A) Both policies are evaluated in parallel and the most restrictive action between them is applied to the request
B) The policy associated with the individual routing rule takes precedence over the gateway policy for traffic covered by that rule
C) The gateway policy always takes precedence, and the individual routing rule policy is ignored when there's a conflict
D) Associating a policy to an individual routing rule is invalid when a policy already exists at the gateway level; the portal returns an error
Answer Key and Explanationsβ
Answer Key β Question 1β
Answer: A
WAF policies are typed objects at creation time. A policy created with the Front Door type (FrontDoorWebApplicationFirewallPolicy) is incompatible with Application Gateway, and vice versa. This distinction is fundamental: the two resources use completely different policy types in the Azure control plane, and no subsequent configuration can change the type of an existing policy.

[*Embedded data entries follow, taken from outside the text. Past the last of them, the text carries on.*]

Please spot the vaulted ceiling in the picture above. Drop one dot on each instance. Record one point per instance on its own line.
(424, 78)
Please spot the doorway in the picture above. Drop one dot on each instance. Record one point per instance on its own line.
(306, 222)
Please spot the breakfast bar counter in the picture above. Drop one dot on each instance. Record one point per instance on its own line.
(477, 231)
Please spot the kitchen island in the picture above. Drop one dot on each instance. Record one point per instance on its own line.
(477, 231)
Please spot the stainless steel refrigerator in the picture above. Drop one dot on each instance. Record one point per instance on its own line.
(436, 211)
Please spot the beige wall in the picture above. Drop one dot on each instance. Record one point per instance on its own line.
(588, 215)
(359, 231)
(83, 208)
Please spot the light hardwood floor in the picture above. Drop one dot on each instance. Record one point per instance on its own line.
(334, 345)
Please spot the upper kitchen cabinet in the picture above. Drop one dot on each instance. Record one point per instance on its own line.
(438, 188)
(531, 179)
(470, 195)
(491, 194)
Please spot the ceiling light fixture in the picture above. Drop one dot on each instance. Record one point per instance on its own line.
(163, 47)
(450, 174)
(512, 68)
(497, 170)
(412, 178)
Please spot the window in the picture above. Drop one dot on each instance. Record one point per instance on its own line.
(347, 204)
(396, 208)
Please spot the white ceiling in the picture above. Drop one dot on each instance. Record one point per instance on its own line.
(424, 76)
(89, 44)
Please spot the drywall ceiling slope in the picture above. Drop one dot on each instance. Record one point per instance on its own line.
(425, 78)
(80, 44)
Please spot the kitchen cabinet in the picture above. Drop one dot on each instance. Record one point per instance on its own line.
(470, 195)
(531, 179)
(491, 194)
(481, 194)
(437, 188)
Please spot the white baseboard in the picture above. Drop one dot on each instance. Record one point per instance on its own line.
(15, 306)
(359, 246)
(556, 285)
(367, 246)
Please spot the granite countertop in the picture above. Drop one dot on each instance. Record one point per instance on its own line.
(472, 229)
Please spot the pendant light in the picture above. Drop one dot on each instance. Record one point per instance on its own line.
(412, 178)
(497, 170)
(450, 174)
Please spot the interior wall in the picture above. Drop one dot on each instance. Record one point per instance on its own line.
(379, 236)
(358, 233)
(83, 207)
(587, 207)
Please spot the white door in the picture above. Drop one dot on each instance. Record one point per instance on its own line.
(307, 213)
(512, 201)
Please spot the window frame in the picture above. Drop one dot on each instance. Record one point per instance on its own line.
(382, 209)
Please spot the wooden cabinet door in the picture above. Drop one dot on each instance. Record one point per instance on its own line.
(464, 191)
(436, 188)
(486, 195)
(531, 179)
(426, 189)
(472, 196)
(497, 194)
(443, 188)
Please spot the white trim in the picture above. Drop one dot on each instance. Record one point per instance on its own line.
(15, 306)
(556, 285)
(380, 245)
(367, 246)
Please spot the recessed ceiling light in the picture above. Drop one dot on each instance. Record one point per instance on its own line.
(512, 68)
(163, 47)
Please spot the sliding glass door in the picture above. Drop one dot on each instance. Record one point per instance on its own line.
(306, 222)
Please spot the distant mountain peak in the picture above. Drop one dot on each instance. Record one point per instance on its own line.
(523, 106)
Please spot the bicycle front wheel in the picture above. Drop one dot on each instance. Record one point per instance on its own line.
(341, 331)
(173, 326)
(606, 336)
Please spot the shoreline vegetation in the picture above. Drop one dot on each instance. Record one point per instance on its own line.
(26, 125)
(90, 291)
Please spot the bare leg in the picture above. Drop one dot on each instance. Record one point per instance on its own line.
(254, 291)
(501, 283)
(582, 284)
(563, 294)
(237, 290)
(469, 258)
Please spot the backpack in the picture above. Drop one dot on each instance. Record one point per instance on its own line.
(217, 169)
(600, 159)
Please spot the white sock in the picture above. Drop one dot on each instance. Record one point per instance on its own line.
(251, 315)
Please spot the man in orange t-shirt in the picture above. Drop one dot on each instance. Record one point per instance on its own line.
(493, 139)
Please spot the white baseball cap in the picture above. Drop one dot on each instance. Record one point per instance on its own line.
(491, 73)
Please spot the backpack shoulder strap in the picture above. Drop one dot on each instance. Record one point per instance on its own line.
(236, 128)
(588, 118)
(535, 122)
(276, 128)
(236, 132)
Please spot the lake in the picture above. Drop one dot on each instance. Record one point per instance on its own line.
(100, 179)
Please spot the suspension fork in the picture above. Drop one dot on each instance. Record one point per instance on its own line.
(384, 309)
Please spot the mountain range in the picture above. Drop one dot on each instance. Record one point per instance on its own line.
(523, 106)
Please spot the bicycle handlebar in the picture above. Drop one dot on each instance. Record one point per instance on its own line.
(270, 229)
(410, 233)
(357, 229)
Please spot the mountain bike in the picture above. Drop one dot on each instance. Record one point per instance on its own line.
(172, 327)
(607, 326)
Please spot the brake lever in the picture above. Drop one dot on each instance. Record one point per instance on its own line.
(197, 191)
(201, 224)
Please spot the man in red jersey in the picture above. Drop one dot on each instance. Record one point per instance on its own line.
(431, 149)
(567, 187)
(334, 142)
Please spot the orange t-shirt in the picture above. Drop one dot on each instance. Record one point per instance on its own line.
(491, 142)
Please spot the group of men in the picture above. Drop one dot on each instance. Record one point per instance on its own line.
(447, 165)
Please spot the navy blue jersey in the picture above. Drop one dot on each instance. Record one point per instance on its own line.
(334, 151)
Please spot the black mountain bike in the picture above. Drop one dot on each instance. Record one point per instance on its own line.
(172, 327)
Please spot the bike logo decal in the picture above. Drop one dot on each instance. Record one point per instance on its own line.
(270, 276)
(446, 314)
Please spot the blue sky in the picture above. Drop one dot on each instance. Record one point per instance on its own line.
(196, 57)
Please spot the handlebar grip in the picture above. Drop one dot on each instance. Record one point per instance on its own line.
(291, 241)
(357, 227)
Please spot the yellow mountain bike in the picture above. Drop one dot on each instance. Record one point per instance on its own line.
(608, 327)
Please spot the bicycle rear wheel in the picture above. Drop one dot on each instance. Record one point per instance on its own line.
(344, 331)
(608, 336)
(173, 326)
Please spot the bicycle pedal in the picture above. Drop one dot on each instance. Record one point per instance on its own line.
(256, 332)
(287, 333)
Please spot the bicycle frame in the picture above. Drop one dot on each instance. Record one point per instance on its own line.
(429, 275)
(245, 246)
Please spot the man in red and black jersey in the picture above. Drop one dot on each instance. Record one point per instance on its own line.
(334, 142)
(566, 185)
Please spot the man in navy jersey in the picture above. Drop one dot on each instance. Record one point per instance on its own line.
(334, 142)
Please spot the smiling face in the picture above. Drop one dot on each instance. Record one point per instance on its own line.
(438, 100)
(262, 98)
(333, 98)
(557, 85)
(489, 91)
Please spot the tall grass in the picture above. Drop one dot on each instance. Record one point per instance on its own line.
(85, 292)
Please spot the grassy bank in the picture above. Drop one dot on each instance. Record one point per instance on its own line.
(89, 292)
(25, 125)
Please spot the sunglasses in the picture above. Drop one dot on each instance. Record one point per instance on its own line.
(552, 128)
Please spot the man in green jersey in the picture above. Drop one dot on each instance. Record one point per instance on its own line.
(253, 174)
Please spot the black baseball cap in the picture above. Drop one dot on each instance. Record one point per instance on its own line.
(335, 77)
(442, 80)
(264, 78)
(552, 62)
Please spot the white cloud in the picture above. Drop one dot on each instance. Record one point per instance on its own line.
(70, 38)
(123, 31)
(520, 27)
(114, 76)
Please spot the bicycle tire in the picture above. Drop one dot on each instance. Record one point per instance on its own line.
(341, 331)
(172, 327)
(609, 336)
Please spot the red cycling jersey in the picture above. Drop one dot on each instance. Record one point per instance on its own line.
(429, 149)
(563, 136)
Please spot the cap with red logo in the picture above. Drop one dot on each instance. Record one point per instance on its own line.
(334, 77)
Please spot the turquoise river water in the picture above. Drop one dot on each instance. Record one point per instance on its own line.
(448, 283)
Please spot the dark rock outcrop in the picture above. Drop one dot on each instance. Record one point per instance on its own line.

The other distractors explore plausible misconceptions: regional restriction (option B) is real for Application Gateway, but isn't the cause described in the scenario; post-creation association (option C) is perfectly supported; policy mode (option D) doesn't affect association eligibility. The consequence of not understanding this distinction is attempting to reuse policies between incompatible resources, which will always result in failure.
Answer Key β Question 2β
Answer: A
Application Gateway WAF_v2 supports per-site policies, which allow associating different WAF policies to individual listeners. When a policy is associated directly with a listener, it replaces the global policy only for that listener's traffic, keeping the global policy active for others. This hierarchical model is the correct mechanism for the described scenario.
Exclusions in the global policy (option B) apply to all requests evaluated by it, without the ability to filter by listener. Redirecting to a backend without WAF (option C) completely removes protection for internal traffic, violating security best practices. Changing the listener tier (option D) is not possible; tier is a property of the entire Application Gateway, not individual listeners.
Answer Key β Question 3β
Answer: False
A WAF policy in Azure Front Door can only be associated with profiles within the same subscription where the policy was created. The scope of a WAF policy is limited to the subscription, regardless of the Microsoft Entra ID tenant. Shared tenants between subscriptions don't expand the scope of WAF policy association. This limitation is relevant in multi-subscription architectures, where each subscription using Front Door needs its own locally defined WAF policy.
Answer Key β Question 4β
Answer: B
Associating WAF policies with individual routes in Azure Front Door is a feature available only in the Premium tier. The Standard tier supports WAF, but only with association at the endpoint level, without per-route granularity. To obtain per-route control, upgrading the profile to the Premium tier is required.
Portal restriction (option A) is false; association can be done through both portal and CLI. Policy mode (option C) doesn't affect association functionality availability. Region (option D) is not a relevant criterion for Front Door, which is a global service without regional policy binding.
Answer Key β Question 5β
Answer: B
In Application Gateway WAF_v2, policy hierarchy follows the principle that the most specific policy takes precedence. A policy associated with an individual routing rule (per-rule policy) takes precedence over the policy associated with the gateway for traffic covered by that rule. This allows fine-tuned protection without altering the global policy, keeping the security posture of other routes intact.
Parallel evaluation with application of the most restrictive action (option A) doesn't reflect actual behavior; only one policy is applied per request. Global policy always taking precedence (option C) inverts the correct hierarchy. Option D is incorrect because multi-level association is explicitly supported and documented by Microsoft as a WAF_v2 feature.